The “don’t ask, don’t tell” policy was the result of former President Bill Clinton’s opposition to an executive order banning homosexuals from serving in the U.S. military. Though the policy is becoming unpopular today, it was once seen as an important step.

Clinton’s only success in this matter, however, was that new recruits were not asked their sexual orientation. Gays and lesbians serving in the military could still be discharged if their orientation was discovered. According to the Service Members Legal Defense Network, more than 12,500 service men and women have been discharged under the policy.

Gays and lesbians in the U.S. make up a minority population and are clouded in the same civil rights struggles that have become the hallmark of our nation’s progressiveness. A March 2009 study by the Pew Research Center found that 59 percent of Americans are in favor of allowing openly gay individuals in the military and only 32 percent are opposed. These numbers suggest that the U.S has adopted a more tolerant attitude toward this issue. Perhaps it is time our government follows suit.

Many feel that allowing gays in the military would cause an uncomfortable situation for hetrosexual soldiers, or that inappropriate behavior may take place among the ranks.

However, thinking critically about this argument, one must realize that hetrosexual men and women are consistently around one another in the armed forces.
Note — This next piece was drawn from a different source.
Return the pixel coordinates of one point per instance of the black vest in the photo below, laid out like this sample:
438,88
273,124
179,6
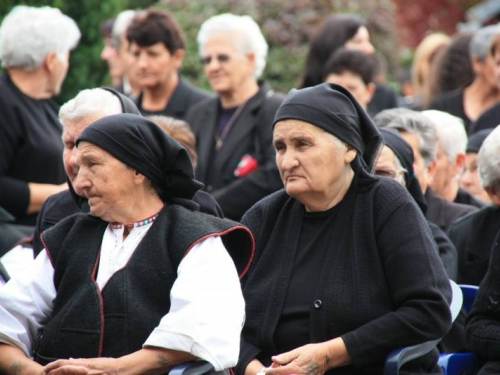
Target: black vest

Are these men and women not allowed to serve together, side by side, because part of the discipline of being a soldier demands control of lustful behavior?
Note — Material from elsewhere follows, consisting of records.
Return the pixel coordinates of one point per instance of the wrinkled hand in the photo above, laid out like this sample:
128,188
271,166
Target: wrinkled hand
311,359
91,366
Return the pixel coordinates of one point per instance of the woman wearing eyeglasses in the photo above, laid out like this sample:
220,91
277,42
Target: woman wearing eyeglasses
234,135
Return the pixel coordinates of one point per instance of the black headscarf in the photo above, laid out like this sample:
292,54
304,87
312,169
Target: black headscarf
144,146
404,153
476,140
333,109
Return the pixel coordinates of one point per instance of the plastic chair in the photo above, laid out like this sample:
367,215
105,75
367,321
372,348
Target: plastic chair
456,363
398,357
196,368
If discipline can explain why men and women are able to serve together, then the same discipline could be practiced by homosexual men and women in the barracks. This homophobic ideology stems from a society that condemns homosexuality as eccentric behavior confined to social deviants.

According to the White House Web site, “(Obama) supports repealing ‘don’t ask, don’t tell’ in a sensible way that strengthens our armed forces and our national security.”

“The military has been assured it will have wide latitude to undertake a detailed study of how a change in the policy would affect the military,” said a senior pentagon official to the Boston Globe.

This reflects the administration’s desire to weigh all possible implications before making decisions.

The main obstacle to any type of change in the policy is Congress, whose members have to answer to the voters in their precincts. This is a serious obstacle since many voters consider homosexuality immoral, as our major religions stand vigorously against it. Many are likely against changes to the policy because such changes may give ground to the movement in favor of gay marriage.

This issue has become quite political, as both the left and right have used the debate to garner favor from their constituents. It is important to remember, though, that this is a civil rights issue. We are excluding members of our society from their rights on the basis of their bedroom preferences. Though the arguments over nature vs. nurture continue, homosexuality is found all over the world and throughout history, yet the United States continues to bar homosexuals from military service.

The time has come to finally put an end to this beacon of American intolerance, and allow all of our citizens the right to fight for their nation, families, and loved ones.